The Established Continuing Duty

By David M. Siegel & Tigran W. Eldred

The continuing duty of criminal defense counsel to former clients is now a nationally recognized standard of practice.1 Most lawyers know they have continuing confidentiality obligations to former clients,2 but criminal defense counsel must not only protect confidentiality, they must also affirmatively disclose this confidential information to their former clients’ new lawyer, either on appeal or in post-conviction proceedings.3 These disclosure obligations, also part of the continuing duty, enable the new lawyer (and the court) to review the defense lawyer’s work.4 As part of the obligation of loyalty to the former client, and to avoid prejudice to their former clients’ rights, defense counsel must disclose this information even when it will be used to attack their own prior representation.5 In particular, this means that conversations and other information shedding light on defense counsel’s strategic thinking — perhaps the most important evidence when ineffectiveness is alleged6 – must be shared with successor counsel as part of this continuing duty.7

But it’s not just for defense counsel: the continuing duty affects prosecutors as well. While most prosecutors surely know they may not seek a criminal defendant’s privileged communications or confidential information, some may not realize this prohibition extends even after the lawyer’s former representation is under attack after a conviction.8 Although an allegation of ineffective assistance creates a limited waiver of confidentiality and privilege for matters at issue in the claim,9 these disclosures should be made only when necessary for the purposes of the proceeding, and under judicial supervision.10 Most significantly for prosecutors (and lawyers accused of ineffectiveness), these disclosures should not be made in informal or unsupervised ex parte settings.11 When made, they should reflect counsel’s “tempered” duty of candor to the court and others.12

The continuing duty sits at the confluence of two of the criminal justice system’s principal goals: ensuring the constitutional effectiveness of criminal defense counsel and ensuring the finality of judicial determinations in criminal cases. Effective assistance of counsel, a fundamental constitutional right13 that is also essential to confidence in the fairness of the criminal justice system and to its integrity, is ultimately enforced in any particular case only after the fact, usually in collateral review.14 While reforms at the systemic or institutional level can reduce the risk that counsel – particularly appointed counsel – will be ineffective (such as increased funding, eliminating inherent conflicts in funding schemes and improved supervision, monitoring and training15), in any specific case the only way to ensure that a particular lawyer met her or his constitutional obligation is through a case-specific review.16 This case-specific review is where the continuing duty is most critical.
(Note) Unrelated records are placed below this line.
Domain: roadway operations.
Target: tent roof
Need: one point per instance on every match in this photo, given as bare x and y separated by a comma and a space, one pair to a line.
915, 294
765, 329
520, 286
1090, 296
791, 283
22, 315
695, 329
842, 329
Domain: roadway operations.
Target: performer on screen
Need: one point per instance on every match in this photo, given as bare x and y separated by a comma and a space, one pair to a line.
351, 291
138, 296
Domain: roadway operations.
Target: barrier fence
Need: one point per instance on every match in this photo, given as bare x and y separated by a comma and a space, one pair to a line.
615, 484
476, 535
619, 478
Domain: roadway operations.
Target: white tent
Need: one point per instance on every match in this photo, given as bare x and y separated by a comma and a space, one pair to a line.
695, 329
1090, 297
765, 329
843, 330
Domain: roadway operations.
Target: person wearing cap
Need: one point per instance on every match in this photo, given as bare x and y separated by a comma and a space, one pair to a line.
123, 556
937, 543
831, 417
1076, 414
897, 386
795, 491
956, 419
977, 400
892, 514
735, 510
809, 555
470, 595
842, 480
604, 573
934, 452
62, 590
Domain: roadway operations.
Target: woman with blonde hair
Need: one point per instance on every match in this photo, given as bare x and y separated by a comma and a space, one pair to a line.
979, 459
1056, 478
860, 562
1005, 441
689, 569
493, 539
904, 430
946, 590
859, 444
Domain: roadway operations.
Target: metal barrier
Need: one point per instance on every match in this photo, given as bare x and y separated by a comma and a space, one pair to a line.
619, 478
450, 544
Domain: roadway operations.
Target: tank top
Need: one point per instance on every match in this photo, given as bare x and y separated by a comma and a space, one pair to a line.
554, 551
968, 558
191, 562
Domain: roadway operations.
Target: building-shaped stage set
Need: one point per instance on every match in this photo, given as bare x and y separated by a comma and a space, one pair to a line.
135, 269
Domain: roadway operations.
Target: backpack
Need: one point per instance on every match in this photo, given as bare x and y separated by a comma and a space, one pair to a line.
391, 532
Early manifestations of the continuing duty have been traced to the late 19th century,17 and the ethics body of one jurisdiction had articulated its operation in the post-conviction setting by 1992.18 One aspect of the continuing duty, to facilitate the work of successor counsel, was first identified in a national standard in 1989 in the American Bar Association’s Guidelines for the Appointment and Performance of Defense Counsel in Death Penalty Cases.19 The duties of both trial and appellate counsel in the post judgment phase obligated them to “cooperate with subsequent counsel concerning information regarding [trial or appellate] proceedings and strategies.”20 Appellate counsel was further specifically directed to “do so concerning information obtained by appellate counsel concerning earlier stages of the case.”21

The ABA Death Penalty Guidelines reiterated and expanded this duty in 2003 with a new standard, “The Duty to Facilitate the Work of Successor Counsel,”22 which states:

In accordance with professional norms, all persons who are or have been members of the defense team have a continuing duty to safeguard the interests of the client and should cooperate fully with successor counsel. This duty includes, but is not limited to:

A. maintaining the records of the case in a manner that will inform successor counsel of all significant developments relevant to the litigation;

B. providing the client’s files, as well as information regarding all aspects of the representation, to successor counsel;

C. sharing potential further areas of legal and factual research with successor counsel; and

D. cooperating with such professionally appropriate legal strategies as may be chosen by successor counsel.23

Most recently, the fourth edition of the American Bar Association’s Standards for Criminal Justice: The Defense Function, applicable in all criminal cases, reinforces and dramatically expands the continuing duty beyond the capital context into all criminal practice, explicitly stating that former counsel to “provide such assistance as possible” in cooperation with post-appellate counsel.24 Similar standards have also been established in the juvenile practice.25

Since 2003, issues related to the operation of the continuing duty have been addressed by state and federal courts, including the use of waivers of post-conviction rights to bring a claim for ineffective assistance,26 communications by former counsel to the prosecutor,27 and disclosure of former counsel’s file.28 Several of these issues have been the subject of opinions by state ethics authorities,29 and policy statements.30 Extensive commentary and scholarship has also ensued.31 And while the contours of defense counsel’s continuing duty to former clients will continue to be debated and litigated, the duty itself is now a firmly established standard for every criminal case.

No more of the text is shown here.